PhotoThe strike against a major U.S. automaker continues but the United Auto Workers Union reports “significant progress” in its talks with Ford.

The union extended its contacts with Ford and Fiat Chrysler (FCA) when it decided to negotiate first with General Motors (GM). About 48,000 GM workers went on strike in mid-September asking for a pay raise, better job security, a bigger share of profits, and stronger guarantees for health care benefits.

While negotiations between the union and GM have not resulted in much, the union said this week that 18 out of 20 Ford subcommittees have reached tentative agreements or made significant progress. 
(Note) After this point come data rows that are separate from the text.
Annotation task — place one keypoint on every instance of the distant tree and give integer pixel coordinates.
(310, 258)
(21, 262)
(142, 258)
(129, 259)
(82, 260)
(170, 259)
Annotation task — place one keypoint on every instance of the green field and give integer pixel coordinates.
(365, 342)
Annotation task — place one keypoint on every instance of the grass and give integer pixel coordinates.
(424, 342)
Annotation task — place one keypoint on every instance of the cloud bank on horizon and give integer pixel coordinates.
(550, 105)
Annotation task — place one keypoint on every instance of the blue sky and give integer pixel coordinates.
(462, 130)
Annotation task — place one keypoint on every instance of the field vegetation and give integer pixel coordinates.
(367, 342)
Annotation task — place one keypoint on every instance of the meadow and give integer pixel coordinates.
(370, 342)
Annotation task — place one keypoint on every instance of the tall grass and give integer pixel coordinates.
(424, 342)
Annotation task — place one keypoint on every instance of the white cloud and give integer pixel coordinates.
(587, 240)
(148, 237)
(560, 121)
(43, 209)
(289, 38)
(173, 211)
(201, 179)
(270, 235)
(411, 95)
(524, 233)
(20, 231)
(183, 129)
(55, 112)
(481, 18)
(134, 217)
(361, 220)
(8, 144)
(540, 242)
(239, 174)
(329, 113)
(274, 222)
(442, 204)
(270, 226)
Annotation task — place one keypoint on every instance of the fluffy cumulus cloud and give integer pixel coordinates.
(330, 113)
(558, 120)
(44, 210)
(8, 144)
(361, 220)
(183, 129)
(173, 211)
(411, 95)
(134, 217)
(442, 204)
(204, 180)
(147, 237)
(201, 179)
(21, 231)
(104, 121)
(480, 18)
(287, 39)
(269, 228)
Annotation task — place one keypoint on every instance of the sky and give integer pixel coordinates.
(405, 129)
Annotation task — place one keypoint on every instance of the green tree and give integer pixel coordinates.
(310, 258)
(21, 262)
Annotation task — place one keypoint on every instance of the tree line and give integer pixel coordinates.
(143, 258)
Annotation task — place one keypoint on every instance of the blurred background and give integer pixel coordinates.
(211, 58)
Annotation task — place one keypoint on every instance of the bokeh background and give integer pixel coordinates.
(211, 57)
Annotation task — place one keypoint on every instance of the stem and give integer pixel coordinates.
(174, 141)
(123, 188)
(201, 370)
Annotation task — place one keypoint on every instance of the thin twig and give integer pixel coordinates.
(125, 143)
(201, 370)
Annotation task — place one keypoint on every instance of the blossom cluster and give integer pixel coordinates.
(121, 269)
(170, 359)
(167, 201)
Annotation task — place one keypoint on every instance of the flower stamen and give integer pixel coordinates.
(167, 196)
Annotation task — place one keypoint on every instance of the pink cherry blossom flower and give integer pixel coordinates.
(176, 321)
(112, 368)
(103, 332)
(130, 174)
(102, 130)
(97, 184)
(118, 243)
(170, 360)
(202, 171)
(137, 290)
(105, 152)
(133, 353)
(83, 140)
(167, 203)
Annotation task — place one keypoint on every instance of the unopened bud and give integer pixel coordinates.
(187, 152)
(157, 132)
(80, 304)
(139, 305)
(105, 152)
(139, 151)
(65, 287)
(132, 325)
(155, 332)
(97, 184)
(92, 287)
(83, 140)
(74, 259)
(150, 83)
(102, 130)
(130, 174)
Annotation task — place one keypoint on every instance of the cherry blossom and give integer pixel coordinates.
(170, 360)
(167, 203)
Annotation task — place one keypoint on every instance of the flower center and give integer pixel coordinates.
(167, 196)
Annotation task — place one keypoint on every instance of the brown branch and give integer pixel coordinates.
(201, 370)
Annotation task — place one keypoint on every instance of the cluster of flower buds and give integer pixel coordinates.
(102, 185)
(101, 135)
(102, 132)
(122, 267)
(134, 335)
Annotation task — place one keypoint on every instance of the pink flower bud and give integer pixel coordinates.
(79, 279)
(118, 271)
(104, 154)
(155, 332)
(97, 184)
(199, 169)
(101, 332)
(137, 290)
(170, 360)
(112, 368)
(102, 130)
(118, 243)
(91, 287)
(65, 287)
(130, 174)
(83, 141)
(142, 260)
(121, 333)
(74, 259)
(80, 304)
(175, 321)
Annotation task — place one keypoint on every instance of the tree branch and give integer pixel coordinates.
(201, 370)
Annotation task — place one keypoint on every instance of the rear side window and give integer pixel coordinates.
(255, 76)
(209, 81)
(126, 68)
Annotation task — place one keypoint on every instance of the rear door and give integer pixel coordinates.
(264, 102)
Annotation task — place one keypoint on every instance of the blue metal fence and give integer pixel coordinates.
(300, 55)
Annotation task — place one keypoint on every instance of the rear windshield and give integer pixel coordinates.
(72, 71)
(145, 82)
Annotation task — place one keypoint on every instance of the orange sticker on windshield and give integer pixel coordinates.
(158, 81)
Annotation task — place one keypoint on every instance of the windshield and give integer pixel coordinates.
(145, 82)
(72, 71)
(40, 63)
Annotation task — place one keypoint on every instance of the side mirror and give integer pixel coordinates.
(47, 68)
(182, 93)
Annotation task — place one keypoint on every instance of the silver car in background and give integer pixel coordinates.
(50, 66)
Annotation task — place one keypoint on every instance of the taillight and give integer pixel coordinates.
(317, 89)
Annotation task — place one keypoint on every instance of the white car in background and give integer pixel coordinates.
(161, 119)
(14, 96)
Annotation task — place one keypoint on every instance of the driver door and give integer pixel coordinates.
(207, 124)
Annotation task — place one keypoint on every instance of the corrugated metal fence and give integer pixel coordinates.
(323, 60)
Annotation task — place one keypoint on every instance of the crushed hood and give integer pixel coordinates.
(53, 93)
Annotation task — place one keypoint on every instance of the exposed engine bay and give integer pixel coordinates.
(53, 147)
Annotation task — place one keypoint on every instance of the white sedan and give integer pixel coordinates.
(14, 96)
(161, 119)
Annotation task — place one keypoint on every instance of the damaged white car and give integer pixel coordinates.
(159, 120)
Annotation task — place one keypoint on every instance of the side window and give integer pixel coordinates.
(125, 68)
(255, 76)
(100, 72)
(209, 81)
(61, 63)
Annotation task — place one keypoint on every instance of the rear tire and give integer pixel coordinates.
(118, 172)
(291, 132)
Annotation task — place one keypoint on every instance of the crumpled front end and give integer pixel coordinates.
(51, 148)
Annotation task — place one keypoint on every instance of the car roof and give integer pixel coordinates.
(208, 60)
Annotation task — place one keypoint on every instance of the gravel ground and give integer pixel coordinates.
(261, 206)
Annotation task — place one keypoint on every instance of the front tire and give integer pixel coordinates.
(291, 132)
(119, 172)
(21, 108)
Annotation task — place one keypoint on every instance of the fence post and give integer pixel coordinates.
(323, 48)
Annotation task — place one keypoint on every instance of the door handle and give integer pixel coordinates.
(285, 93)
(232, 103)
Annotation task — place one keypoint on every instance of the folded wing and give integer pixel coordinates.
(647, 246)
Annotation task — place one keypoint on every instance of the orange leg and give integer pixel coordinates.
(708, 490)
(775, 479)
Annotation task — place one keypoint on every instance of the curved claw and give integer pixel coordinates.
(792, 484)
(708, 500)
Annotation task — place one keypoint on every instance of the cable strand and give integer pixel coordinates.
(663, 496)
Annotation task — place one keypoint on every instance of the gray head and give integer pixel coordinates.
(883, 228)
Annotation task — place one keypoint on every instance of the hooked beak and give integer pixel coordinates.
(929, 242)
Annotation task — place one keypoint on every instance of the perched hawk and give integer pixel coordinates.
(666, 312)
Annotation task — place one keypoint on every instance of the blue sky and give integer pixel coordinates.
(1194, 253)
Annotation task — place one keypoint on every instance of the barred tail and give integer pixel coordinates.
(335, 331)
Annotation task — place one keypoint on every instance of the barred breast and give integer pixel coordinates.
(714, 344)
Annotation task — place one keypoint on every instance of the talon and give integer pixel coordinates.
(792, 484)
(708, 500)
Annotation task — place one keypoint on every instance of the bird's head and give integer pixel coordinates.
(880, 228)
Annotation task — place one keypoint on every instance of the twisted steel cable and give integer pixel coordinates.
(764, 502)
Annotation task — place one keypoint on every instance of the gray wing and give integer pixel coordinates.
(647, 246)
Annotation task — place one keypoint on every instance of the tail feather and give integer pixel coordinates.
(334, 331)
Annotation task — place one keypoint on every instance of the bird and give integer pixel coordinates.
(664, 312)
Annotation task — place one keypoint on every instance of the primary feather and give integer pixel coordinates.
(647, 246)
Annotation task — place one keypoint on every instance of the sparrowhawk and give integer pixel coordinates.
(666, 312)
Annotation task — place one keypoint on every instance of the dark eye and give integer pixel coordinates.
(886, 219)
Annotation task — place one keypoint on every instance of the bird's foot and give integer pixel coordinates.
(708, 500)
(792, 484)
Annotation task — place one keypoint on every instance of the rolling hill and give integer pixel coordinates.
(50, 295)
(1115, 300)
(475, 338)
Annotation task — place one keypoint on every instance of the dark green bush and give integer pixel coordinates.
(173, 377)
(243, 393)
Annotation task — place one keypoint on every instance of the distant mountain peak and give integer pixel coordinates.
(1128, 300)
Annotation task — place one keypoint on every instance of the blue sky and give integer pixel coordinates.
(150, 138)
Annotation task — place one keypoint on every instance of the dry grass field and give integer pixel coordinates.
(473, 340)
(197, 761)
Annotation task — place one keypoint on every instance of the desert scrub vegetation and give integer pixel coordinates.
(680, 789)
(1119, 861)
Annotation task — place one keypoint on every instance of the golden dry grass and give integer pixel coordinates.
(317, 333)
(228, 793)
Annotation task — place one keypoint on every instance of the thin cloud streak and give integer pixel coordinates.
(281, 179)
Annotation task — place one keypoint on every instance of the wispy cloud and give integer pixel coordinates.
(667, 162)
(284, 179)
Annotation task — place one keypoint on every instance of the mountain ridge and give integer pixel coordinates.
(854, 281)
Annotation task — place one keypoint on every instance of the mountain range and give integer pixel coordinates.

“We will continue to meet diligently on all outstanding subcommittee issues, said UAW vice president Roy Gamble, in a report to members. “Please understand that negotiations are very fluid and are constantly in a state of flux. Therefore, we are unable during the negotiation process to disclose items being negotiated in detail. What I can report for now is that UAW-Ford negotiations are progressing very well.”

As for Ford, the company said it wants to reach “a fair agreement with the UAW that allows the company to be more competitive so we can continue to preserve and protect good-paying manufacturing jobs.”

46,000 workers on strike

The walkout idled about 46,000 workers at more than 50 GM facilities in the U.S. The union said its members voted to walk out after it became apparent that the two sides were not getting anywhere. The union is seeking to make up some of the ground it lost when it made concessions to all the automakers in the wake of the financial crisis.

“We stood up for General Motors when they needed us most,” said UAW Vice President Terry Dittes. “Now we are standing together in unity and solidarity for our members, their families and the communities where we work and live.” 

The walkout hit GM just as it was tightening its belt, which involved closing some U.S. facilities and laying off workers. Last November, GM announced it was phasing out some of its sedans and transitioning to the automotive future, conceding that consumers are purchasing fewer cars and being more discerning about the vehicles they buy.